Microsoft Digital Defense Report 2020

We’re proud to provide the global community with the latest in a long series of security intelligence reports. The Microsoft Digital Defense Report is a reimagining of Microsoft’s Security Intelligence Report (SIR), first published in 2005, and it brings together more insights, from more teams, across more areas of Microsoft than ever before targeting a broader audience for consumption.

2020 has brought major disruptions to both the physical and digital worlds, and these changes are also evident in the cyber threat landscape. Certain types of attacks have escalated as cybercriminals change tactics, leveraging current events to take advantage of vulnerable targets and advance their activity through new channels. Change brings opportunity, for both attackers and defenders, and this report focuses on the threats that are most novel and relevant to the community in this moment.

Looking at the data and signals from the cross-company teams, three top-level areas came into the sharpest focus: cybercrime, nation state threats, and the remote workforce.

The state of cybercrime

A key area we address in this chapter is the opportunistic nature of cybercriminals as they capitalized on interest and fear related to the COVID-19 pandemic and other disruptive events. We also explore how email phishing in the enterprise context continues to grow and has become a dominant vector. Given the increase in available information regarding these schemes and technical advancements in detection, the criminals behind these attacks are now spending significant time, money, and effort to develop scams that are sufficiently sophisticated to victimize even savvy professionals. We also share leading indicators of where attacks might be headed next, as we provide a look into adversarial machine learning (ML), attacks on ML systems, and why it’s so important for organizations to take steps to secure them. Lastly, we take a look at our observations and recommendations for supply chain security on third-party services, open-source software, and Internet of Things (IoT) hardware, concluding with a look at changes to the regulatory landscape.

Nation state threats

Nation state actors are well-funded, well-trained, and have more patience to play the ”long game,” which can make identification of anomalous activity more difficult. Like cybercriminals, they watch their targets and change techniques to increase their effectiveness. To protect our customers, Microsoft spends significant resources monitoring and disrupting nation state attacks attempted on our platform. In this section, we explain the four main approaches Microsoft employs to thwart nation state actors: technology, operations, legal action, and policy.

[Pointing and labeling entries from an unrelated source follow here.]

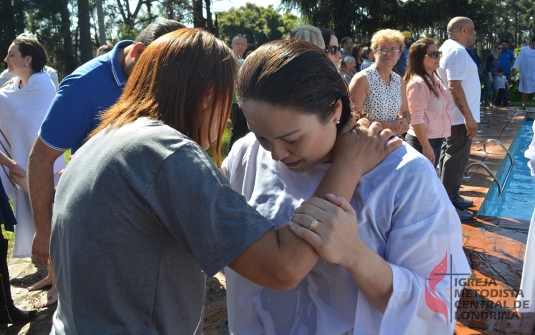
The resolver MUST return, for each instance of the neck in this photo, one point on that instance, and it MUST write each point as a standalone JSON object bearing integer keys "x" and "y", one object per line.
{"x": 121, "y": 54}
{"x": 383, "y": 72}
{"x": 24, "y": 78}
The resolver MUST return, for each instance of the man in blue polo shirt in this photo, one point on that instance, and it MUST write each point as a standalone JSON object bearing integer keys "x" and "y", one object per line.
{"x": 506, "y": 61}
{"x": 73, "y": 114}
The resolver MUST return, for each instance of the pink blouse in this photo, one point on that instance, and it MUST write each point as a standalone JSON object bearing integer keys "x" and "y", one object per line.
{"x": 429, "y": 109}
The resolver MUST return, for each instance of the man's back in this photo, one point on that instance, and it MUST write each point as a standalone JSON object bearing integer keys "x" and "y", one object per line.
{"x": 90, "y": 89}
{"x": 457, "y": 65}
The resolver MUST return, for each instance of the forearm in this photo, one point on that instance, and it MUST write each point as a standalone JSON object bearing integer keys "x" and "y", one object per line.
{"x": 406, "y": 115}
{"x": 41, "y": 185}
{"x": 419, "y": 130}
{"x": 459, "y": 98}
{"x": 279, "y": 260}
{"x": 372, "y": 275}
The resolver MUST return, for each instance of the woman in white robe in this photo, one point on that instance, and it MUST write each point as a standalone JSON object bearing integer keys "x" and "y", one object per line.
{"x": 392, "y": 278}
{"x": 526, "y": 300}
{"x": 23, "y": 105}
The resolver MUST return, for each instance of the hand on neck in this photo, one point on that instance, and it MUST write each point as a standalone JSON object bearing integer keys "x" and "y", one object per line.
{"x": 25, "y": 77}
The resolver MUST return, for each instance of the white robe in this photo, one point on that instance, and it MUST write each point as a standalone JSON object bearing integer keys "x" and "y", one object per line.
{"x": 527, "y": 285}
{"x": 403, "y": 214}
{"x": 526, "y": 62}
{"x": 21, "y": 113}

We also provide our analysis of the intent behind nation state threats and how to defend against them. We look at top-level trends in country-of-activity origin, targeted geographic regions, and the top nation state activity groups detected. Finally, we examine some of the most common attack techniques used by nation state actors in the past year: reconnaissance, credential harvesting, malware, and virtual private network (VPN) exploits.

Security and the remote workforce

Almost overnight, the workforce of thousands of organizations around the world became entirely remote. Although workforces around the world, regardless of size, have been trending toward mobility in some aspects of their operations, few companies and learning institutions were set up to operate 100% remotely. Operational tasks like software or device patching and updates had previously been accomplished when mobile workers routinely returned to the office, but after the COVID-19 outbreak, this option temporarily disappeared.

In this chapter, we take a closer look at three important areas of consideration for an at-scale remote workforce: infrastructure, data, and people. We explain how organizations can support a secure, remote workforce through VPN architecture and the principles of Zero Trust. We explore how data protection practices continue to increase, as workforces become remote and teams collaborate on vital assets without being physically together. Correspondingly, we observe the continued increase in usage of information rights management to enforce policies aimed at protecting confidential information and intellectual property. Finally, we reflect on our enterprise-scale exercise in resilience and lessons learned as the world moves through a global pandemic and billions of individuals adapt to working, learning, and socializing from their home environments. Data protection practices continue to increase, as workforces become remote and teams collaborate on vital assets without being physically together.